Travel Motto #1: I don’t know…
“I don’t know” seems like an odd way to travel. But it works for me. I am not sure that I can truly explain this one, but I’ll give it the old college try (never quite understood that phrase… If I were connected to the internet right now I would google it, but maybe if I remember later…)
For me “I don’t know” means that I try to avoid having notions that keep me fixed to one place. Fewer plans (at least long term plans) means that when things happen I can go with them. I don’t mean that I wander out of my hostel each day with no purpose (although that has been known to happen), but rather that I find that the most interesting things tend to happen without schedules. I have wandered into many interesting places that I would never have seen if I did the “10:04 am see this museum until 11:47, the 6 minute walk to this place for a 26 minute lunch, etc.” style of travel. There is a definite place for tightly scheduled travel (I have traveled abroad with large groups of high school students, this style of no plans would not fly with groups like that) but even in those groups, some of the best moments are the unplanned (although scheduled into a block of time) wanders. One of the best meals I have EVER eaten was at a small restaurant that my parents and I wandered into in Siracusa, Sicily.

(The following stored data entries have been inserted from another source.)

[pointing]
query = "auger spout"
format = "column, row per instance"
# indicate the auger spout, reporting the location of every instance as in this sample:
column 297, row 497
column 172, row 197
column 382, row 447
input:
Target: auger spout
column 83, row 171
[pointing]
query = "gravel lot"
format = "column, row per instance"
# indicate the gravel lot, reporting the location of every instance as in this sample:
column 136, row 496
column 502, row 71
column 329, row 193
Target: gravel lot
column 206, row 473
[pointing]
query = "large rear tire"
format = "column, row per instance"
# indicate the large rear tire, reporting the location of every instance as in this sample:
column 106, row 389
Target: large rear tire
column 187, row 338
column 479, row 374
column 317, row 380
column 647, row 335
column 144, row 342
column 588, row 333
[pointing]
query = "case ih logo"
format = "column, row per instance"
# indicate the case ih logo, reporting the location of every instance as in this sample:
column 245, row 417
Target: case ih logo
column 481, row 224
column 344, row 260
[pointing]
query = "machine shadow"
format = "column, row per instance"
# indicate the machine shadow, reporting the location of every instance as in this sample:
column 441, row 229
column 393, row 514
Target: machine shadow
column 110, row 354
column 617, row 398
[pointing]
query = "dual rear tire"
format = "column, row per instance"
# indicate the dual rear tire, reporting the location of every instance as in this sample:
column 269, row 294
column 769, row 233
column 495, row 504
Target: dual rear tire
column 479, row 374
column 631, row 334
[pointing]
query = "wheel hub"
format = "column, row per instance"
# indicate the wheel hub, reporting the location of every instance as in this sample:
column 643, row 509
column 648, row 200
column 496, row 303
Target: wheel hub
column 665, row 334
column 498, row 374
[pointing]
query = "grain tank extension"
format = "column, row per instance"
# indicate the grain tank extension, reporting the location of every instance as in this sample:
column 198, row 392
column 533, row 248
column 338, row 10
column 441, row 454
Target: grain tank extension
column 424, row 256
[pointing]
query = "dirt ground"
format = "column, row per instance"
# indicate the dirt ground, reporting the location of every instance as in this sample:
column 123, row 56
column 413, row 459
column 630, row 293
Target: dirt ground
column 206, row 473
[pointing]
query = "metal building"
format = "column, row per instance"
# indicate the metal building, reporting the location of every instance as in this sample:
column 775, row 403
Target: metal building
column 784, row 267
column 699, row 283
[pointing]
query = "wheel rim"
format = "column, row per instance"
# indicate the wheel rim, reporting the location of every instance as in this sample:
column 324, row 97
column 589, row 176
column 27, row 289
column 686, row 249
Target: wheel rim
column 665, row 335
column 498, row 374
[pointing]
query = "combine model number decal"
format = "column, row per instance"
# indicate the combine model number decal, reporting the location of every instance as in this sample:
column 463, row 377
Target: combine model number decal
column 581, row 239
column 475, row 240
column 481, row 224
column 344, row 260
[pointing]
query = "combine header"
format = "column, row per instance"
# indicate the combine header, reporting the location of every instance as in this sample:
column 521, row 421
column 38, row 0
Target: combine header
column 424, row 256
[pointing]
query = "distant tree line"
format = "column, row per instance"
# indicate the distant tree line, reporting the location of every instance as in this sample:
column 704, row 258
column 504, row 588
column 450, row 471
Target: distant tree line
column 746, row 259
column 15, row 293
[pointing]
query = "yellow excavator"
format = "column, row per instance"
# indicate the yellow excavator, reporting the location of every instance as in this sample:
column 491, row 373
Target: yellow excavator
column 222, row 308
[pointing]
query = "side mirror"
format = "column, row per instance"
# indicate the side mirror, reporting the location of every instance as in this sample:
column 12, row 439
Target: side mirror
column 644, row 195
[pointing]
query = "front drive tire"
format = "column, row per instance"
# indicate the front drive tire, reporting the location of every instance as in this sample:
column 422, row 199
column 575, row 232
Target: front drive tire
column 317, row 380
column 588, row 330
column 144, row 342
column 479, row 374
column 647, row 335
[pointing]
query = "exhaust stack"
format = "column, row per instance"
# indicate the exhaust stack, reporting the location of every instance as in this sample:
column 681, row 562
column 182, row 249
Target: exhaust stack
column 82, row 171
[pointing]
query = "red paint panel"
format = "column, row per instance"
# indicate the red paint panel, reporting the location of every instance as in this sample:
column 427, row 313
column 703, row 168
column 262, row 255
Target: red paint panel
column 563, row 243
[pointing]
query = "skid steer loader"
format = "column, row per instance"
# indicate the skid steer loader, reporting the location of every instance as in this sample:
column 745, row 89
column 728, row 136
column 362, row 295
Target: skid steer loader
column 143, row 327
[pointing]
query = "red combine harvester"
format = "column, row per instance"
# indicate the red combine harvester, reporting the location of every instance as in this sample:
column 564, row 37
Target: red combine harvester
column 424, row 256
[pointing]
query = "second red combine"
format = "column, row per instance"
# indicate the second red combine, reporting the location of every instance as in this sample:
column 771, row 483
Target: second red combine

“I don’t know” also involves trying to avoid knowing what something is before you have experienced it. While postulation and putting yourself in someone else’s shoes is an important part of the human experience. “I don’t know” helps to remind me that I need to have experience before I can begin to understand. For example: I have heard from a number of people,”Vietnam is pretty, but the people only care about money and will try to cheat you at every turn.” While this may be true for them, I did not have any issues with being ripped off in Vietnam and the people who I interacted with we’re all great. But if I had allowed their experiences, if I had “known” rather than starting with the idea of “I don’t know”, I can see how I may have only seen the “dark” side and have an unwarranted bad impression of Vietnam. Along these lines, I am reminded of a idea I read about in a book by a Palestinian doctor (I Shall Not Hate and his website: Daughters For Life) about his journeys with forgiveness. Although I don’t have a direct quote, he talks about remembering that each person is different. If you are ripped off by one Vietnamese seller in a tourist town who is trying to feed her family, that doesn’t mean that all Vietnamese people are just like her. (In a bunch of those situations, there should also be a bit of personal responsibility in allowing yourself to get ripped off. I can think of examples of people’s weaknesses being exploited, but I can also think of examples [and I am sure that I have fallen into this one before] of people getting ripped off because they allowed it to happen. Then getting mad about getting ripped off is their fault.)
I am not sure that I have really formed a complete thought in this. But these are two of my thoughts about the “I don’t know” style of travel. If I have more thoughts, I’ll do a second part to this post.
Also thank you to June who, after I had answered yet another question about my trip with “I don’t know”, asked if that was my motto for my trip. His question got me thinking about this (and the other upcoming posts).